Back in; my wading boots are next to the fire having spent the day compacting the river side frost. And there’s that sense of satisfaction that you’ve spent a few hours at the river, hunting that majestic of all fish, the Grayling. I gave up a long time ago trying to justify to my non-angling friends why we do it. Perhaps I should say why ‘I’ do it, because I’m sure that those that make the effort to fly fish, and target their quarry in often extreme conditions, do it for many different reasons. I am lucky enough to fish alongside some of the very finest fly anglers in the country, yet seldom is there any justification sought for why we fish within our conversations. An unspoken understanding exists that requires no questions to be asked or justification demanded.

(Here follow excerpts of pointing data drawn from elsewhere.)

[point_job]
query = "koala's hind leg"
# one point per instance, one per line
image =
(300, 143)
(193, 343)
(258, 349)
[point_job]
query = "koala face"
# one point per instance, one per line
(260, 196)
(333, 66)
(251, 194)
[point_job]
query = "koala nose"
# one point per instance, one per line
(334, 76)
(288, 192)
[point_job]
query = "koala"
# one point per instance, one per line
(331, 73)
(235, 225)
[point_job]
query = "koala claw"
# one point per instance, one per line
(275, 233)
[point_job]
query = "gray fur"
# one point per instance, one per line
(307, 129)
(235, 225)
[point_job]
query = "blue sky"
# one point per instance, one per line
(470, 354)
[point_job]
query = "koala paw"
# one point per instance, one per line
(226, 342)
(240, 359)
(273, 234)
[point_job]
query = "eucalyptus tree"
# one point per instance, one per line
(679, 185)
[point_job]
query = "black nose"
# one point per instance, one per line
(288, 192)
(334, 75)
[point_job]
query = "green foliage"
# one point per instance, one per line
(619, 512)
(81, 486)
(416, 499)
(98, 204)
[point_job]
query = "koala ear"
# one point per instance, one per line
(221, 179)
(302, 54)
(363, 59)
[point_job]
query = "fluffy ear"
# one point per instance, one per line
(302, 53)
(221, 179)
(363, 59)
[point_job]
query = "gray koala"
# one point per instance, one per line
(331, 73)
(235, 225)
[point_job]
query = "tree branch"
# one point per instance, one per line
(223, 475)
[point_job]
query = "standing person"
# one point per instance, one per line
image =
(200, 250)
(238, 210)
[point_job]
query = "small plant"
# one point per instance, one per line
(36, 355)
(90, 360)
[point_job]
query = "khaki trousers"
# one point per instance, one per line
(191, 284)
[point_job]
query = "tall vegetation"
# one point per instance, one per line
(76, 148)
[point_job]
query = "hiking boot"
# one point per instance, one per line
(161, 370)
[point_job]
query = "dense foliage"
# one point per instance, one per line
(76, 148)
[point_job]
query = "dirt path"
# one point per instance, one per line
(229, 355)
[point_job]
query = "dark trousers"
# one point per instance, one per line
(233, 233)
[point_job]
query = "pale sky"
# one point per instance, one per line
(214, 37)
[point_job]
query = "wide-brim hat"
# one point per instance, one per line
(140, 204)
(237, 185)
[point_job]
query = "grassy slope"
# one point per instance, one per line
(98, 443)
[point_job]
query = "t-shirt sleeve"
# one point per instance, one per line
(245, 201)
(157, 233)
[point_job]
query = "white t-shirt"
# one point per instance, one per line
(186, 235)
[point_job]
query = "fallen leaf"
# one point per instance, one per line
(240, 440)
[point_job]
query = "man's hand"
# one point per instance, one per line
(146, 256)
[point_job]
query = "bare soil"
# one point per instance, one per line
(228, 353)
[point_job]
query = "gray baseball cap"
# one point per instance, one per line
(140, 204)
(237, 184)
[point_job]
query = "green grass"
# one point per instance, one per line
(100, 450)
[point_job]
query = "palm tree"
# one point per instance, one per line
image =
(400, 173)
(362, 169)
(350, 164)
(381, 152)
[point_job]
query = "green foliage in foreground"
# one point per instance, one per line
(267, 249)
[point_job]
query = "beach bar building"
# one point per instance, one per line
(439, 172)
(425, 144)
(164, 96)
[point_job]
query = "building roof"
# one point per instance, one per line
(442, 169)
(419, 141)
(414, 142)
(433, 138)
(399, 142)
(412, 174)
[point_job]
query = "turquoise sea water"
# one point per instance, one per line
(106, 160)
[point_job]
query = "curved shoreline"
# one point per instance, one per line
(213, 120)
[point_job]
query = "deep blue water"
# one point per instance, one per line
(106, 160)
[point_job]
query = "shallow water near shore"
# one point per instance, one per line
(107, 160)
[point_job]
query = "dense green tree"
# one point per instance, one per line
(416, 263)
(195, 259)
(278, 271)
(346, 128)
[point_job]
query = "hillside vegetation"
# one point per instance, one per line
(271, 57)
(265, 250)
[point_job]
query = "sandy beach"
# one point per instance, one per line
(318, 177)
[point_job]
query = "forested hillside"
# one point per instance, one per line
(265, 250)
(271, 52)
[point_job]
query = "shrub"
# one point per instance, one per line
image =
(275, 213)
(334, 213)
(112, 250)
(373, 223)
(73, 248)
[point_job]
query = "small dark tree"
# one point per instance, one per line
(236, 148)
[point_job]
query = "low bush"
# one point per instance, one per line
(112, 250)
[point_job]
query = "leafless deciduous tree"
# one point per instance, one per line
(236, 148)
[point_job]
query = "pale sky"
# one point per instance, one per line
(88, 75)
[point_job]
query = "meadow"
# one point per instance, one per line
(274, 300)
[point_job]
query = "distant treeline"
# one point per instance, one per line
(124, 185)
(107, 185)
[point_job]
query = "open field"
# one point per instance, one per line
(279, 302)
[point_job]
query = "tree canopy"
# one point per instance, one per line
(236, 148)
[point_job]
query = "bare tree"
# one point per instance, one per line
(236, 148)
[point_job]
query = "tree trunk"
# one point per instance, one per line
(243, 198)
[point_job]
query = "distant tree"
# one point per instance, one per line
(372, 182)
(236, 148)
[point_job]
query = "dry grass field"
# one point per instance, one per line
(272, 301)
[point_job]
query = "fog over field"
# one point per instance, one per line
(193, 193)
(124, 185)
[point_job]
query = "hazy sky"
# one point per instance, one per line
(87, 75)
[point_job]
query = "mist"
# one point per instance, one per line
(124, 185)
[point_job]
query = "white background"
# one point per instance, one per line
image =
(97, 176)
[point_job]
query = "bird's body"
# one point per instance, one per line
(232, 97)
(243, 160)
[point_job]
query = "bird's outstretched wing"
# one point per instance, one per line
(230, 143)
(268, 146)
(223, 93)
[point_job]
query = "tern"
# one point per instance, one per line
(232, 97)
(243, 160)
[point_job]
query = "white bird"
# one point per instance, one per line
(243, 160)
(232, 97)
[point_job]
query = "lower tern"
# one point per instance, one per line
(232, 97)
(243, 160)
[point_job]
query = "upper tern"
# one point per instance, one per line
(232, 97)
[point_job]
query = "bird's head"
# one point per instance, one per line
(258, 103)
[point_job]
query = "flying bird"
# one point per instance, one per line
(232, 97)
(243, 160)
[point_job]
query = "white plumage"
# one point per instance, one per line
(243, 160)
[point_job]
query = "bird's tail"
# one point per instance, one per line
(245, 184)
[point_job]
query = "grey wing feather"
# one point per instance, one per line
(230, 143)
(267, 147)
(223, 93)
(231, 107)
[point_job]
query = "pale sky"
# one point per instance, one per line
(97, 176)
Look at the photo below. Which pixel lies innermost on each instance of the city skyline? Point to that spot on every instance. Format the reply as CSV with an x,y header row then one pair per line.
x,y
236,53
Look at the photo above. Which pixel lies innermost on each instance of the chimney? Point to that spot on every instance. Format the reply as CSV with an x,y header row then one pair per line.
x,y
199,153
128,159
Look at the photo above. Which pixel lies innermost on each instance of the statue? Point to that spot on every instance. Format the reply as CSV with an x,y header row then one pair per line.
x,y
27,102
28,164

As a young boy starting in my fishing journey, I would spend my weekends choosing stick floats, making pole rigs, preparing bait and organising every item into its chosen place. It was as much the preparation away from the water as much as the time spent fishing that was important. And that has never stopped; except that now it’s the tying of flies and the knotting of leaders. Escapism. Indeed, I spent last New Year’s Day tying salmon flies for the spring months. Grayling bugs left the vice mid-August in preparation for the colder months and no doubt this February I’ll be tying Blue Winged Olive Spinners in readiness for those hot August Summer evenings. Always forward planning; day-dreaming.
The largest of fish, the most exotic of venues. It matters very little. A sipping rise from a wild trout on a small stream, the quartering of a grayling over clean gravel can mean a great deal. Thankfully, fishing doesn’t appeal to the masses. Thankfully it appeals to those I love to share the experience with. We have a wider responsibility however to share and encourage youngsters to engage, not only in a sport, but an interest that will look after our rivers and give them the life-long passion we have been lucky enough to experience.